それから数日後。夜の見張り当番に就いていたカミエルは、焚火の明かりで魔術書を読んでいた。旅程の都合で、この日は野宿をせざるを得なかったのだ。
不意に、大きな欠伸が漏れる。交代の時間がそろそろ近付いていて、少々気が緩みかけているのだろう。これでは駄目だと頬をつねった、その時。
「ミック、ちょっといい?」
「ティナ? どうしたの、交代の時間までまだちょっとあるよ?」
「ん……そうなんだけどさ、渡すなら今しかないかなって思ってね」
「何を?」と、カミエルは首を傾げる。するとティナはポケットから何かを取り出し、半ば押しつけるように手渡してきた。

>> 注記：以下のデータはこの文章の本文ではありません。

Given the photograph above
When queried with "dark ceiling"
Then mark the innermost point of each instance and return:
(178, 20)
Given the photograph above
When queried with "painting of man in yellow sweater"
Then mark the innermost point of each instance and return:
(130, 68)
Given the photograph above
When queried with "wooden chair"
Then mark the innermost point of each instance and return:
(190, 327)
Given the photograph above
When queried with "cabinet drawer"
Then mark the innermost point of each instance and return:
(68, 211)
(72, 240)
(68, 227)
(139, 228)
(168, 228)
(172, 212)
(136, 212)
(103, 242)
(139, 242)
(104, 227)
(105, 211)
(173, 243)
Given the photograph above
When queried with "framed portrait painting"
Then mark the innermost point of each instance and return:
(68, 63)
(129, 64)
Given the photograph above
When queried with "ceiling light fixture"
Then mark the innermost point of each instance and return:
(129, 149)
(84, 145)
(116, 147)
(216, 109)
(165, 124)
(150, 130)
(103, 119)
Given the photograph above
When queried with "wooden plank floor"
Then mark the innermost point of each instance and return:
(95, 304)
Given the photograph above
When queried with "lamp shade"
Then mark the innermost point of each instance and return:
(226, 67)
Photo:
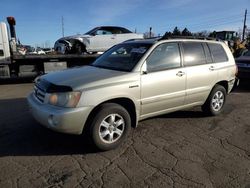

それは、四つ葉のクローバーを押し花にした栞。ちょうど欲しいと思っていた物だから有り難いのだが、何故、今でなければならないのだろうか。栞とティナの顔を交互に見合わせ、戸惑うような声を上げた。
「え、と……?」
「ミックにあげる! それがないと不便でしょ?」
「あ、うん……ちょうど欲しいって思ってたところだよ。でも、今しかないって……?」
「べ、別に深い意味は無いよっ! いいじゃん、別に。そんなことは!」
「それもそうだね。ありがとう、ティナ。嬉しいよ」
それ以上は言及せず、カミエルはただ嬉しそうに顔を綻ばせる。受け取った栞を早速、先ほどまで読んでいた魔術書に挿み、静かに閉じた。
その様を見つめ、焚火の熱か、心から湧き上がってくる熱か、ティナは頬を染めてはにかむのだった。